Subhas Chandra Pattanayak
Quit if you can’t protect the minorities.
This is what Justice Markandey Katju of the Supreme Court of India reportedly remarked on January 5, while a division bench headed by the Chief Justice was hearing a Public Interest Litigation (PIL) filed by Cuttack Archbishop Chinnath seeking CBI enquiry into communal violence in Kandhamal of Orissa affecting Christians of the District.
The Opposition, specifically the Congress, is trying to take advantage of this remark. The President of Orissa Pradesh Congress Committee (OPCC) Jaydev Jena and Leader of Opposition J.B.Pattanaik have asked Chief Minister Navin Patnaik to quit in view of this remark. Jena has declared in a Press conference that his party would agitate in every corner of the State demanding resignation of the CM if he doesn’t quit in view of the judicial remark.
It is therefore clear that the passing remark of the Judge is going to be politically used.

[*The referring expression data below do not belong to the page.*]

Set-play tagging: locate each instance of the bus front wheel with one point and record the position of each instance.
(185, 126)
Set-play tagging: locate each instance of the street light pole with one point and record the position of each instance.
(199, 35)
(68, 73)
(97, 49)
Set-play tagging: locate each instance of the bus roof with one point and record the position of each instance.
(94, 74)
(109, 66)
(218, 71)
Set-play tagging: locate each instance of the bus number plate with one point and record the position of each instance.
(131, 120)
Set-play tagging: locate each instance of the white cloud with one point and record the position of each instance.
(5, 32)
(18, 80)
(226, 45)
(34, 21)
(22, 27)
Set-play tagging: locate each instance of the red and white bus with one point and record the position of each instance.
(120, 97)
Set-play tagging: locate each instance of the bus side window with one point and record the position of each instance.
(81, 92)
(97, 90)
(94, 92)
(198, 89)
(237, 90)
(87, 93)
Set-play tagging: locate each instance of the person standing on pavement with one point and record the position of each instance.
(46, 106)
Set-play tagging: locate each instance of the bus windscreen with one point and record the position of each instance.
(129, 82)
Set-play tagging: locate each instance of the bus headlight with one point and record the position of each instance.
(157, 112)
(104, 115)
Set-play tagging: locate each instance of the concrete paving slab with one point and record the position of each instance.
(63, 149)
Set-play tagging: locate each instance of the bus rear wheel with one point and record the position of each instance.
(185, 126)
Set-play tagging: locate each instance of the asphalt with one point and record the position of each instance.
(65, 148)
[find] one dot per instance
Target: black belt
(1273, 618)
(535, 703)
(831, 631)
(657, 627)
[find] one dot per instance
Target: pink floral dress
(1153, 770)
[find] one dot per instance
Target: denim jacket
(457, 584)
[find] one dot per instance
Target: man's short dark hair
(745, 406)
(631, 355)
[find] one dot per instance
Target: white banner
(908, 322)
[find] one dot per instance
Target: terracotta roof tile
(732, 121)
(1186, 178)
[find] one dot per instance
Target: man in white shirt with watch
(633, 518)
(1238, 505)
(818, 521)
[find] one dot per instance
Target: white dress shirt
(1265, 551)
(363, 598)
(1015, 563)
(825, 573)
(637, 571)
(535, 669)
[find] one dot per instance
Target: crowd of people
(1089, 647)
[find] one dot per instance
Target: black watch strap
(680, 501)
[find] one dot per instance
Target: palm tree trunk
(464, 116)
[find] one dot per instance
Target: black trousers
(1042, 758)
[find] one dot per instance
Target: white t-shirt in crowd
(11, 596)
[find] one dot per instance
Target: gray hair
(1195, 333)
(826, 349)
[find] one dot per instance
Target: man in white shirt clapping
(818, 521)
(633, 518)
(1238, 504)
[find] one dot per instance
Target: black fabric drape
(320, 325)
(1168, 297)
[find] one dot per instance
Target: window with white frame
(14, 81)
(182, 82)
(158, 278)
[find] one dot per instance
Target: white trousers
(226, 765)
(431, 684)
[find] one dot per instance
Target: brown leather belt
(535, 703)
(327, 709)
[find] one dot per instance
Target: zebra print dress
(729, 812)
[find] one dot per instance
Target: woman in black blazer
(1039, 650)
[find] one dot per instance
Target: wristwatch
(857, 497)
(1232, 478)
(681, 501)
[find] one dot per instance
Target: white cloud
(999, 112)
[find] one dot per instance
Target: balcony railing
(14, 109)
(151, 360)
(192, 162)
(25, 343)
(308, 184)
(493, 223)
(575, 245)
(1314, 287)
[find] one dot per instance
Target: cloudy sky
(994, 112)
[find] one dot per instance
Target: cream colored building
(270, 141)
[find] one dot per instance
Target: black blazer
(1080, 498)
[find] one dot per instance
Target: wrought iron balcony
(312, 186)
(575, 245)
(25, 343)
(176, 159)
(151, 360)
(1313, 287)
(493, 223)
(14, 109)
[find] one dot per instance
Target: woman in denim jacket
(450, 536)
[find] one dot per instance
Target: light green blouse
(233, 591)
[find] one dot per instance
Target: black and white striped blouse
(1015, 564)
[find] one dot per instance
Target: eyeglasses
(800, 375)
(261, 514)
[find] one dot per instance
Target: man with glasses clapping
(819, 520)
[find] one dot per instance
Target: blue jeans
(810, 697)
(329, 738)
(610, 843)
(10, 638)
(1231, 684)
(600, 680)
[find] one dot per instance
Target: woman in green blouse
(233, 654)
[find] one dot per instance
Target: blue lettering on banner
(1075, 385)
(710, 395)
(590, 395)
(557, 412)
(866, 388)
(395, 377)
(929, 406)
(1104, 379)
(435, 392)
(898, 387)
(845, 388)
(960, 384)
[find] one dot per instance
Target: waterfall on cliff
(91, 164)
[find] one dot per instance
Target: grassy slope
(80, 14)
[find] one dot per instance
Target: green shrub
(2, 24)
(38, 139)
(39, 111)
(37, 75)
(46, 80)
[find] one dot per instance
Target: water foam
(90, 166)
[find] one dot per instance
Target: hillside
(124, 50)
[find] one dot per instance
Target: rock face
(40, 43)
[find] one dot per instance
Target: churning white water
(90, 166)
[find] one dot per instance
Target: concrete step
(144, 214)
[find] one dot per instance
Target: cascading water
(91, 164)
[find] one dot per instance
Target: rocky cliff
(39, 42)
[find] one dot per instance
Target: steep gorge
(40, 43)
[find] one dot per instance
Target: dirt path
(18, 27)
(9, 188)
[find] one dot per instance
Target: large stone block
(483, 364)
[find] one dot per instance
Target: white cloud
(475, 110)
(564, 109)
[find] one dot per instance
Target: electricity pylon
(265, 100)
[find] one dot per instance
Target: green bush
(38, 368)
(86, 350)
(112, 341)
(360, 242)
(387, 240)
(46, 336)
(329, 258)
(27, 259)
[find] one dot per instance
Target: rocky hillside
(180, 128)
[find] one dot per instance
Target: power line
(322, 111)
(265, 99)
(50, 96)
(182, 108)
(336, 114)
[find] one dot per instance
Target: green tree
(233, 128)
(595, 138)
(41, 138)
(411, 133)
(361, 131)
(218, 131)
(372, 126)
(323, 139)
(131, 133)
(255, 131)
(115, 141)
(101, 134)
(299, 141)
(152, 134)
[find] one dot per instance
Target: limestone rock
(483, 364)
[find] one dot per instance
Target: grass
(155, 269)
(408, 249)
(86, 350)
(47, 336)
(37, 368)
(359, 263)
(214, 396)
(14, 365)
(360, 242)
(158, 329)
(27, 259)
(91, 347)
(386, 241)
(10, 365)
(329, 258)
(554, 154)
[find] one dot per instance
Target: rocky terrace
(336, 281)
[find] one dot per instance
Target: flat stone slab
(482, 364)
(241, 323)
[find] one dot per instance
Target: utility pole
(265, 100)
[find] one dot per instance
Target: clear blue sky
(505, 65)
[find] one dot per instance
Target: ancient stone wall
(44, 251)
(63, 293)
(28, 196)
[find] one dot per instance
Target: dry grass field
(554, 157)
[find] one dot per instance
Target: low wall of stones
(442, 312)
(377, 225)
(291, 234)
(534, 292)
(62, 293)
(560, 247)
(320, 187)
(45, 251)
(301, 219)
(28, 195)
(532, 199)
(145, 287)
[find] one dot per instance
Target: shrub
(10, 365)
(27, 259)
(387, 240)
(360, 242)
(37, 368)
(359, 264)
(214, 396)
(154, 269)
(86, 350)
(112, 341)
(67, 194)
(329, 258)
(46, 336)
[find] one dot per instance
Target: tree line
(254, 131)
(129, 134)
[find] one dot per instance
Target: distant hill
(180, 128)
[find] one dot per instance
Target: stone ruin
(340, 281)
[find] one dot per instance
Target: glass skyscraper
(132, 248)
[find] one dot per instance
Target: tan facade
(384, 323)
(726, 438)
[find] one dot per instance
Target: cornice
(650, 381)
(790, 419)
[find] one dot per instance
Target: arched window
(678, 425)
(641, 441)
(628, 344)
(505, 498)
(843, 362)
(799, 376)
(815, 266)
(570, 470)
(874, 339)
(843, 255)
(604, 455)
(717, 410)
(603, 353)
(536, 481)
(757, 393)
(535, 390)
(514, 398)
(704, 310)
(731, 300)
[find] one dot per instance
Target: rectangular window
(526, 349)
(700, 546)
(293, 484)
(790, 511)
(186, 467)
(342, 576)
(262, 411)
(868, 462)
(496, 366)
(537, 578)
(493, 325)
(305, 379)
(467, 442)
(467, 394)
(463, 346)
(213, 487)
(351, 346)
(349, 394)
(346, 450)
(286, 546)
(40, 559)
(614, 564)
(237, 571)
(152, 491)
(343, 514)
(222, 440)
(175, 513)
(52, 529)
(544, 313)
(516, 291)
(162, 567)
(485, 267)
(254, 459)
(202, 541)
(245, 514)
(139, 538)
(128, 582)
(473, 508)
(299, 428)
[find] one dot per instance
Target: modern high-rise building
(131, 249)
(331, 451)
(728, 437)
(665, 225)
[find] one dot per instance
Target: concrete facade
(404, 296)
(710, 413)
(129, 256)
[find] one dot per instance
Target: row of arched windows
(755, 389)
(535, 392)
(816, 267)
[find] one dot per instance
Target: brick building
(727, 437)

When the case is in the hearing stage and the allegations raised in the PIL are yet to be tested on the matrix of reality, such a passing remark, if at all it was made, should not have come from the lips of the Judge hearing the case, because the matter being politically sensitive, the remark was supposed to be politically misused, specifically when the bed of politics has already become worm with foreplay of election.
What should the Supreme Court do? Should it allow its remark to be politically used?
Is it not time for the Supreme Court to dissuade its Judges from passing off the cuff remarks that may have ingredients to be used politically by certain politicians against their political rivals, before the final verdict is delivered?
In the instant case, is it not proper for the Supreme Court to issue a clarification on the alleged remark and to put a ban on its political use by Opposition Congress in Orissa?